Olaf ran his fingertips along the grain of the handrail, looking down at the water coursing across the pebbles and rocks.

“And they were the nights when I had that same weird experience as you while I drifted off to sleep.”

He turned his head, pretending to follow the hill line behind them and hoping the tears wouldn’t make it past the bottom of his sunglasses.

Liz may have been dead for 20 years but every welt still stung deep inside him.

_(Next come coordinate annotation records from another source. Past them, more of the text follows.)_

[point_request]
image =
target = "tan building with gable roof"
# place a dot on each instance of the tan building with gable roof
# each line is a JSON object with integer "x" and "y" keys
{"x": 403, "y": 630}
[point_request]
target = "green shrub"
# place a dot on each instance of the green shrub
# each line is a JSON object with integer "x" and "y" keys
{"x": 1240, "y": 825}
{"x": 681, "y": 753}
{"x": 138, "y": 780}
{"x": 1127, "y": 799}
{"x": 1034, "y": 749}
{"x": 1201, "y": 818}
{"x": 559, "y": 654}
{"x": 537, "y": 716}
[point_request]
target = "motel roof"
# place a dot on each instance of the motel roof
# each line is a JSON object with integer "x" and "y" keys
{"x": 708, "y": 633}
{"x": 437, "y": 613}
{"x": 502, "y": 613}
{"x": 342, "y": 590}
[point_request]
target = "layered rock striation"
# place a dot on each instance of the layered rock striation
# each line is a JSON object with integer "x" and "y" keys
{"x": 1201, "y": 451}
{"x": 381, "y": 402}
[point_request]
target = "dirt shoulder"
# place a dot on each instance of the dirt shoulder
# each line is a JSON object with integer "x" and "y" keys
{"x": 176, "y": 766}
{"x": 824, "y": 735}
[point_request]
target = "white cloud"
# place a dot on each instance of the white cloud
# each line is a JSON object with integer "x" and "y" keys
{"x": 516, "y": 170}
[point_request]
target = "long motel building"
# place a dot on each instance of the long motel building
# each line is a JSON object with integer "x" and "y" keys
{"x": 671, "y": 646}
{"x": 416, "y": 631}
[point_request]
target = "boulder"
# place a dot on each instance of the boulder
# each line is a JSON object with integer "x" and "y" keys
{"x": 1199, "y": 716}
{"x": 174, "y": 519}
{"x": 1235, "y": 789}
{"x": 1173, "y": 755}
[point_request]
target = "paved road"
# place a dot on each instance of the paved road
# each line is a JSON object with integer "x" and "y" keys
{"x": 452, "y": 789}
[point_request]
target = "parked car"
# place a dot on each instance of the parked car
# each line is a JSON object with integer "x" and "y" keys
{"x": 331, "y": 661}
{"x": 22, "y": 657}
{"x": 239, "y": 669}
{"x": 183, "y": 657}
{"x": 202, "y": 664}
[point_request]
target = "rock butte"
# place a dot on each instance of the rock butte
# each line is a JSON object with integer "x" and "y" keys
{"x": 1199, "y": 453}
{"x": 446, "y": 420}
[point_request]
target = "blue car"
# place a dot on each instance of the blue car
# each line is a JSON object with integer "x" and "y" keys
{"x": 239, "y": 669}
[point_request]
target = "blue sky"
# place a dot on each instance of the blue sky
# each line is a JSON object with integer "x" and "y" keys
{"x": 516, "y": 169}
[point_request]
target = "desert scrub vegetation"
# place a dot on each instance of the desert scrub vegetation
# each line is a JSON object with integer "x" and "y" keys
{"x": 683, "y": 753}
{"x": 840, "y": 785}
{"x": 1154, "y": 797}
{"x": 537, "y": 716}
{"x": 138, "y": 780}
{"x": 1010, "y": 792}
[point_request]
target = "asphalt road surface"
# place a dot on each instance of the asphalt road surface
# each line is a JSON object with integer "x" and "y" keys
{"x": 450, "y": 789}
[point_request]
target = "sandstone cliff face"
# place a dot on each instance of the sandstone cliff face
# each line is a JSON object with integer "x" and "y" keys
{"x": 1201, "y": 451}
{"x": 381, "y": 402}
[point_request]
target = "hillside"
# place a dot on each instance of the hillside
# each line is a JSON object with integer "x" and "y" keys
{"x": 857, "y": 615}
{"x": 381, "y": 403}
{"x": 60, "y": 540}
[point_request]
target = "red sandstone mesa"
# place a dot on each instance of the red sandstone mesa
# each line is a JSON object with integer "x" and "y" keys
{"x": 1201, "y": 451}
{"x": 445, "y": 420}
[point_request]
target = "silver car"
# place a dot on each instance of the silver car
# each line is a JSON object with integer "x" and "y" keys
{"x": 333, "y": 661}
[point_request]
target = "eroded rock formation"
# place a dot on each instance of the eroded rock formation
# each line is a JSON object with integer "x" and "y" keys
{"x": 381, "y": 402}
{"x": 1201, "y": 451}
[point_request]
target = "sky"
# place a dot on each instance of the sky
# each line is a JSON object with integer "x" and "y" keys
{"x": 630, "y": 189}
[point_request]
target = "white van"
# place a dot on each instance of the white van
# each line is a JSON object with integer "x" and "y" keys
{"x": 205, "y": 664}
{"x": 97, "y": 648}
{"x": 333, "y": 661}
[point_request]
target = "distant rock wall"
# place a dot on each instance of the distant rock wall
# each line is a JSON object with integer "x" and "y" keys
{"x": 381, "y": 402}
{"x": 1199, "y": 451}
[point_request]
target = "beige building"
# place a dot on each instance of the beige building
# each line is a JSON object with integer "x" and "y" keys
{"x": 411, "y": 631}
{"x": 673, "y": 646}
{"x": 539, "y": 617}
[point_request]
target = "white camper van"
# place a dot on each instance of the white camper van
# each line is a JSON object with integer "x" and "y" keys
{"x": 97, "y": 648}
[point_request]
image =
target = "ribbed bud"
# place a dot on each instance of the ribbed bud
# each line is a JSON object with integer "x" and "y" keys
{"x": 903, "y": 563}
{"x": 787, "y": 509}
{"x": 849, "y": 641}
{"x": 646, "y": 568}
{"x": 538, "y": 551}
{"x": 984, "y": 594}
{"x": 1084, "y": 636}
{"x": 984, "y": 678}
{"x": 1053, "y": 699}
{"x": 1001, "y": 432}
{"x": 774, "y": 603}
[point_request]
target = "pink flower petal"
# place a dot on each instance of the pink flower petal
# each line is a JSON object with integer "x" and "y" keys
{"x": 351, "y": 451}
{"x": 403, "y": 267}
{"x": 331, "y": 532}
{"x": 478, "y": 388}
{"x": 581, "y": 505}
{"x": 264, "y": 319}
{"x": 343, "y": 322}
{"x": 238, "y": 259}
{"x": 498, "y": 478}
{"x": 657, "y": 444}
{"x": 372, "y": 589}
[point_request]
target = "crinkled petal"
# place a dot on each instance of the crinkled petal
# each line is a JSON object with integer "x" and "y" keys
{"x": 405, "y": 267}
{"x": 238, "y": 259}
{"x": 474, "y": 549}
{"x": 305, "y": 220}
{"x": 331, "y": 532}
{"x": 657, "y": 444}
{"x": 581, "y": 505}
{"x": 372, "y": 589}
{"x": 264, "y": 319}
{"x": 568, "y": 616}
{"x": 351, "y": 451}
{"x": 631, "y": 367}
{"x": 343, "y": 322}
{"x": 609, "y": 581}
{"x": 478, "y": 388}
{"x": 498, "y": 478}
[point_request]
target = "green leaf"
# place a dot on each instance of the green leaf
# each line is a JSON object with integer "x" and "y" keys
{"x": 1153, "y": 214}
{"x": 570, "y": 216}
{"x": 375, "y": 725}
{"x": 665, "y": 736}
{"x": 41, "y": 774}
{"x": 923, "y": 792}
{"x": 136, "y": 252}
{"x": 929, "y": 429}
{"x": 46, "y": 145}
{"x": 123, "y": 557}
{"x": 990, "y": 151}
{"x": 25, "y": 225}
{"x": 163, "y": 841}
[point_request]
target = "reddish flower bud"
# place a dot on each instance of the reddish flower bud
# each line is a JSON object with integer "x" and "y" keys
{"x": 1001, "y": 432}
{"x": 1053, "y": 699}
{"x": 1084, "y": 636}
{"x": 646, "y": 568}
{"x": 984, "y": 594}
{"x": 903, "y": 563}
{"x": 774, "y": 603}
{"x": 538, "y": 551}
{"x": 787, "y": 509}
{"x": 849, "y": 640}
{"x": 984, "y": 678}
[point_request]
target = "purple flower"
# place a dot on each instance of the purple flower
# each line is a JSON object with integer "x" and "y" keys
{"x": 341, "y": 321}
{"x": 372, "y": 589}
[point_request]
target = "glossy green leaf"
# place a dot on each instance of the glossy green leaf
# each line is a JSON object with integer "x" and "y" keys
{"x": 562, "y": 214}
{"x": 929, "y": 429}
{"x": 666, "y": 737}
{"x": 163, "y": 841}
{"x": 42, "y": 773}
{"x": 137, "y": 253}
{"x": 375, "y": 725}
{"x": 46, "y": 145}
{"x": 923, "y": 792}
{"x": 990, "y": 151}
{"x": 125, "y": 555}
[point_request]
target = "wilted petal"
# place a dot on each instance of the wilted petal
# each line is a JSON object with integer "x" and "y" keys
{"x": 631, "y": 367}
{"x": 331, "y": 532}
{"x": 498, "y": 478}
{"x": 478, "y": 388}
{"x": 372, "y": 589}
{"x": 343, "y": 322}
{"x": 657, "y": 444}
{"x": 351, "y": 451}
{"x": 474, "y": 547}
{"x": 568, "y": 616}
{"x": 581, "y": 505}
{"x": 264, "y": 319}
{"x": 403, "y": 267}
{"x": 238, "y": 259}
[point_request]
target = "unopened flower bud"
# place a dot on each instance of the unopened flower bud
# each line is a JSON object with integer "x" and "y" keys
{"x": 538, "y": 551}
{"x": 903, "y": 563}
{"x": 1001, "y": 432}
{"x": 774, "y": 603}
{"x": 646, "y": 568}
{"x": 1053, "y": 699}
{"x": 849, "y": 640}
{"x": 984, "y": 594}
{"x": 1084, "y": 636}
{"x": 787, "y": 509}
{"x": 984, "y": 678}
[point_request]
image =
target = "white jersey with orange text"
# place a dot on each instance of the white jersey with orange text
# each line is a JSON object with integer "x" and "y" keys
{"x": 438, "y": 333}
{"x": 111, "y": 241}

“I haven’t made the correlation with what the sensation was linked to, but I’m sure there is one,” said Zac.

“Hey, are you okay?”

Olaf contemplated changing the subject, diffusing the situation, distracting.

But why? The ethics of showing vulnerability to a client were debatable but he also knew Zac was offering one of the most challenging values for any drug addict: trust.

“Yeah, I’ll be alright. Thanks Zac.”

They hugged tightly and, when they parted, Olaf removed his sunglasses. Zac looked into Olaf’s teary eyes and gave his shoulders another reassuring squeeze.

“I’m glad that we met, man,” said Olaf.